SKU 101 Foundations
If you start off with a dirty gun, you’ll shoot yourself in the foot. In GTM and AI, the same thing happens: messy data leads to forecasts that miss, customer segments that go sideways, and campaigns that misfire. Poorly structured SKUs can cascade into real-world failures like inventory shortfalls, wasted spend, or flawed AI-driven recommendations.
The basis of any good GTM AI is solid data. And solid data starts with solid SKUs.
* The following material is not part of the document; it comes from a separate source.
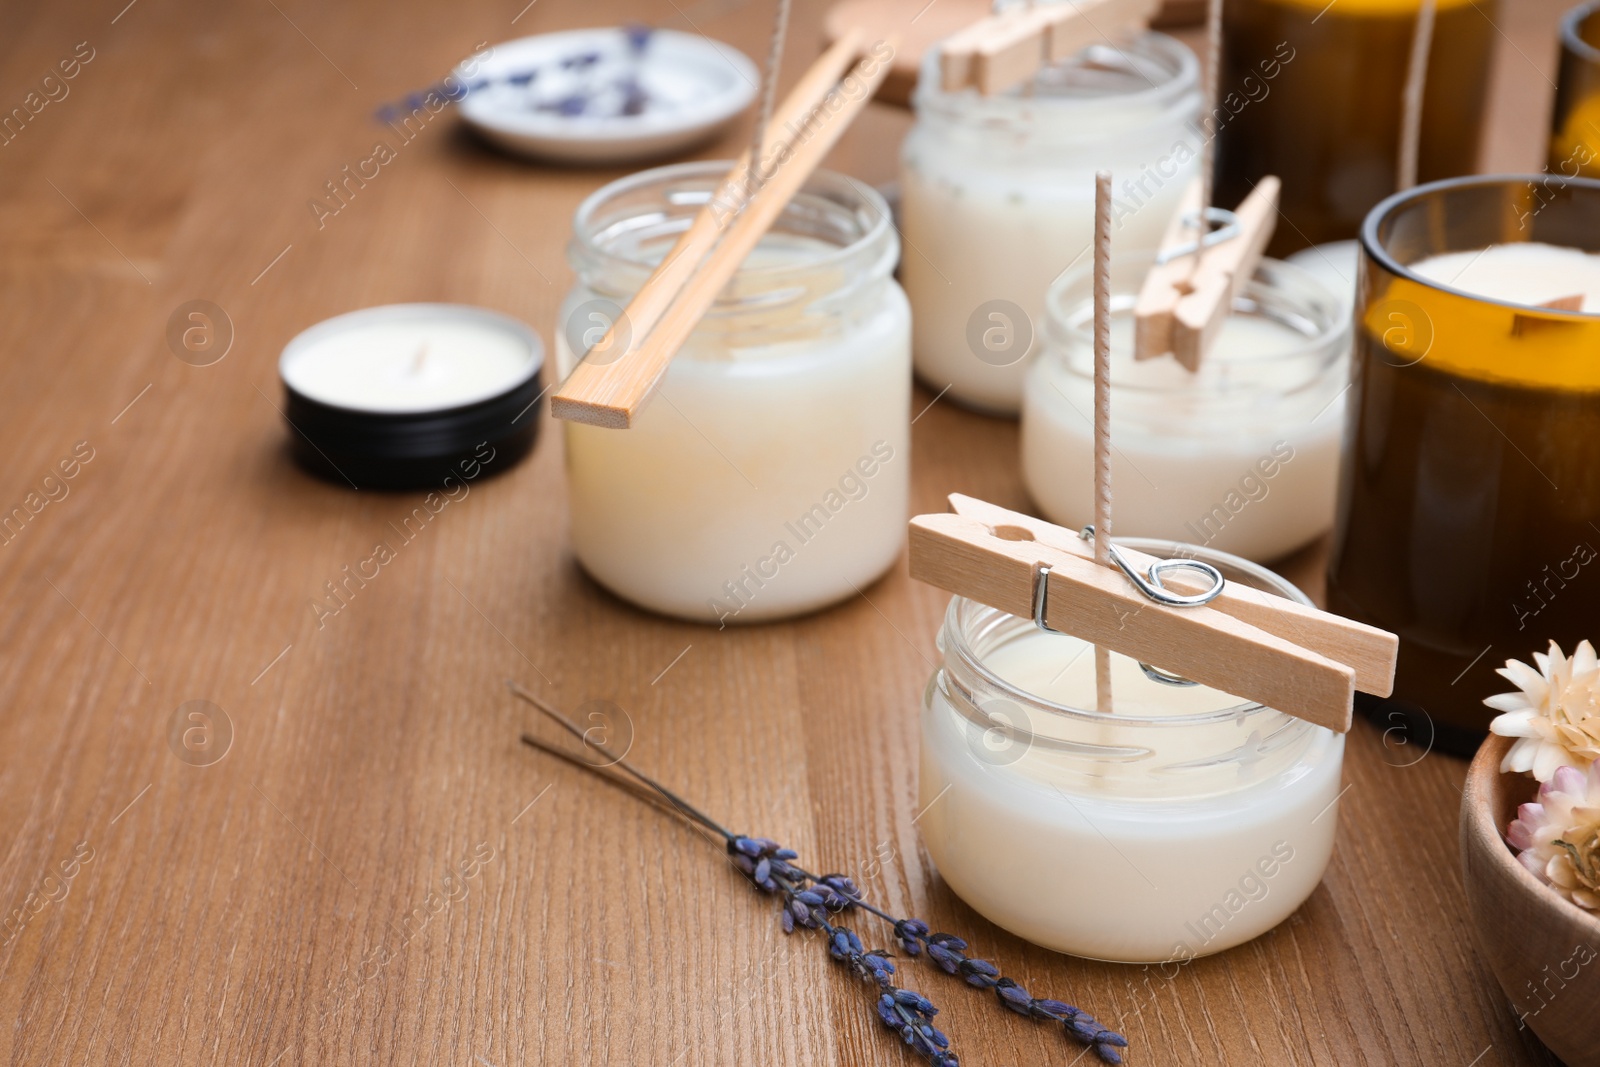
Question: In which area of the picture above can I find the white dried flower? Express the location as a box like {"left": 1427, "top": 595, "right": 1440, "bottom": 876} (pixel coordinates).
{"left": 1507, "top": 762, "right": 1600, "bottom": 912}
{"left": 1487, "top": 640, "right": 1600, "bottom": 782}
Designing a good SKU system is a lot like creating a library card system for your AI - if designed well, the AI knows exactly where to start looking and what success looks like, more quickly and more accurately.
As we work with a new client on a Go-to-Market AI project, it’s critical that we start with a common language. These Core Educational Questions ensure everyone on the joint team shares the same foundation:
Takeaway: Without SKU discipline, every GTM AI initiative starts with a hidden liability. Clean SKUs don’t just reduce guesswork-they multiply the ROI of AI investments by ensuring accurate insights, predictions, and recommendations.
SKU FAQ
Definition & Basics
What does SKU stand for?
SKU stands for Stock Keeping Unit. It is a unique identifier that a company assigns to a product for internal tracking and management. Unlike UPCs (Universal Product Codes), which are standardized across retailers and manufacturers, SKUs are defined and controlled by the company itself. This means two companies can sell the same product but use different SKUs, depending on how they organize their catalog. For GTM and AI purposes, SKUs act as the “atomic unit” of product-level data, ensuring clarity in sales, marketing, and analytics.
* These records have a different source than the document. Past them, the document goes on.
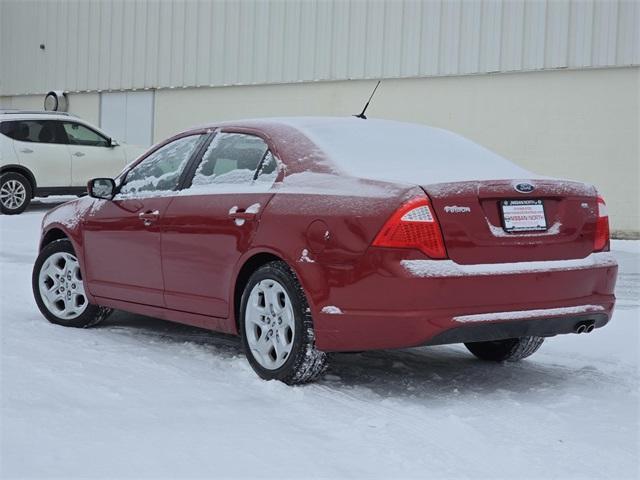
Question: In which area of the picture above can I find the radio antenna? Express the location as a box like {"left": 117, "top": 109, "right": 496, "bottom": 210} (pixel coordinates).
{"left": 354, "top": 81, "right": 381, "bottom": 120}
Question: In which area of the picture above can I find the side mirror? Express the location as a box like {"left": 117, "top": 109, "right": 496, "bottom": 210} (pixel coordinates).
{"left": 87, "top": 178, "right": 116, "bottom": 200}
{"left": 109, "top": 138, "right": 119, "bottom": 148}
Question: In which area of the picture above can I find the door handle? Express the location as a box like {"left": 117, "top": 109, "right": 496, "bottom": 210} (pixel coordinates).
{"left": 73, "top": 151, "right": 85, "bottom": 157}
{"left": 229, "top": 210, "right": 257, "bottom": 221}
{"left": 20, "top": 148, "right": 33, "bottom": 154}
{"left": 229, "top": 206, "right": 259, "bottom": 225}
{"left": 138, "top": 210, "right": 160, "bottom": 226}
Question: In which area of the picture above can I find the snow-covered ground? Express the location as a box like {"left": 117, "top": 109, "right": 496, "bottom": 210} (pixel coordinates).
{"left": 1, "top": 202, "right": 638, "bottom": 479}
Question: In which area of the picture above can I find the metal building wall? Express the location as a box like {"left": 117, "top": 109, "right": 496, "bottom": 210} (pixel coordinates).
{"left": 1, "top": 0, "right": 639, "bottom": 95}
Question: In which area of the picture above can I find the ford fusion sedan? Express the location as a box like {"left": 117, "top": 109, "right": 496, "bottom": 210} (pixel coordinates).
{"left": 32, "top": 118, "right": 617, "bottom": 384}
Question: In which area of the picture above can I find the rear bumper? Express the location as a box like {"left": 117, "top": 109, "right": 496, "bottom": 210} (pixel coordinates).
{"left": 312, "top": 251, "right": 618, "bottom": 352}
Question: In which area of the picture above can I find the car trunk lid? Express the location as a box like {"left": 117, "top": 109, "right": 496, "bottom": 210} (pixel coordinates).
{"left": 423, "top": 179, "right": 599, "bottom": 264}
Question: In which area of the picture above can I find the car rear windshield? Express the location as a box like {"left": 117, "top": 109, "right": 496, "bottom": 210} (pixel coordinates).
{"left": 288, "top": 118, "right": 537, "bottom": 185}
What is the difference between SKU and inventory?
The SKU is the identifier; inventory is the quantity. For example, a red t-shirt in size medium might have the SKU TSH-RED-M. That SKU exists whether you have zero units in stock or 10,000. Inventory, on the other hand, reflects how many units of that SKU are currently available. Confusing these concepts often leads to data errors-for example, assuming “no SKU” means “out of stock,” when in fact it means the product was never properly defined. For AI systems, keeping the two cleanly separated is critical to avoid misreporting demand and availability.
Why it matters for GTM and AI: cleanly separating SKUs from inventory prevents AI misfires in forecasting, demand modeling, and availability signals. A rationalized SKU system also accelerates AI training, supports more accurate clustering, product recommendations, and territory mapping, and reduces the need for manual overrides.
Design Principles
How should a SKU look?
A good SKU has a logical, consistent, and human-readable format. While formats vary by industry, effective SKUs often combine product attributes (category, color, size, model) in a structured way-for example: SHO-RED-09 for a red shoe in size 9. A standardized format makes it easier for both humans and machines to parse and categorize products. Consistency also matters: if one SKU encodes colors as “RED” and another as “R,” the AI will struggle to link them properly.
Back to our card catalog metaphor - if every card follows the same pattern, both humans and machines can quickly find and group the right products. But if one SKU encodes colors as “RED” and another as “R,” the AI is left guessing - like looking for a book misfiled in the wrong section.
How do I create a good SKU?
A strong SKU balances uniqueness, clarity, and scalability. It should be short enough to use easily in systems but descriptive enough to differentiate products. Good SKUs avoid special characters, random strings, or codes that are too similar to one another. For example, using 12345 and 12346 without meaning embedded is error-prone, while LAP-15-BLK for a 15-inch black laptop conveys useful product information. A good SKU system is also scalable-it should work for 10 products or 10,000.
How should I name my SKU?
Naming is about governance and predictability. A SKU naming convention should reflect how the business organizes products, and it should be applied consistently across all teams-sales, operations, and finance. For example, decide whether to lead with product category, model, or size, and then stick to it. The best practice is to document the naming convention and make sure it is enforced in your systems. This prevents overlap, ensures new SKUs fit seamlessly into the catalog, and makes it easier for AI to interpret the data without introducing errors.
Pitfalls & Cleanup
What are common SKU creation mistakes?
The biggest pitfalls include:
* Duplication: assigning the same SKU to different products.
* Overloading: encoding too much detail (e.g., supplier, batch) into the SKU itself.
* Randomness: using arbitrary strings or inconsistent abbreviations.
* Poor readability: SKUs that humans can’t quickly understand lead to manual errors.
* Lack of hierarchy: SKUs that don’t follow a logical structure make it harder to analyze categories, trends, or performance.
Each of these mistakes creates noise in the data, forcing AI to guess at relationships and increasing the risk of flawed insights. Rationalization projects often start by cleaning up these mistakes to create a trustworthy foundation.